On 3 November 1758, Buckingham, commanded by Captain Richard Tyrell, joined with to engage a French squadron off the coast of Montserrat. The French squadron comprised the 74-gun Florissant and the frigates Egrette (38) and Atalante (28). The egnagement lasted for four hours with both Buckingham and Florissant taking considerable damage. Florissant was able to disentangle from Buckingham and sail off before the British could board her.

In January 1759 she went to Martinique where on 16th she took part in the Battle of Martinique and capture of Guadeloupe on 20th. A few days after command passed to Captain Lachlan Leslie and then passed to Peter Parker in May.

In 1771 Buckingham was converted to a storeship at Chatham Dockyard, and in 1777 was renamed HMS Grampus, under Captain Ambrose Reddall. Her armament was reduced to 30 guns and her crew reduced to 230 men.

American Revolution: On 15 April 1778 she sailed from Newport, Rhode Island taking General John Burgoyne and some of his Officers back to England, arriving in early May. Early on in the voyage they recaptured a prize on the Grand Banks that had been taken by USS Revenge.
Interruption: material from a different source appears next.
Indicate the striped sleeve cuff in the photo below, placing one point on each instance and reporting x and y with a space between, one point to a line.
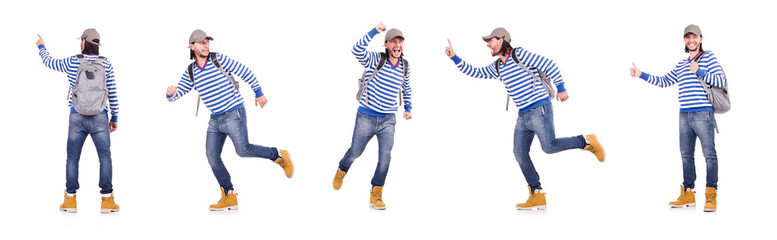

Command passed in October 1778 to George Anson Byron, she sailed for Jamaica on 26 December 1778 to resupply the Royal Navy garrison. In April 1779 her command was transferred to Commander Thomas Stanhope Bennett, who sailed her to Newfoundland to collect supplies of timber. She was leaking badly on her return voyage to England, and foundered on 11 November 1779 while crossing the North Atlantic Ocean.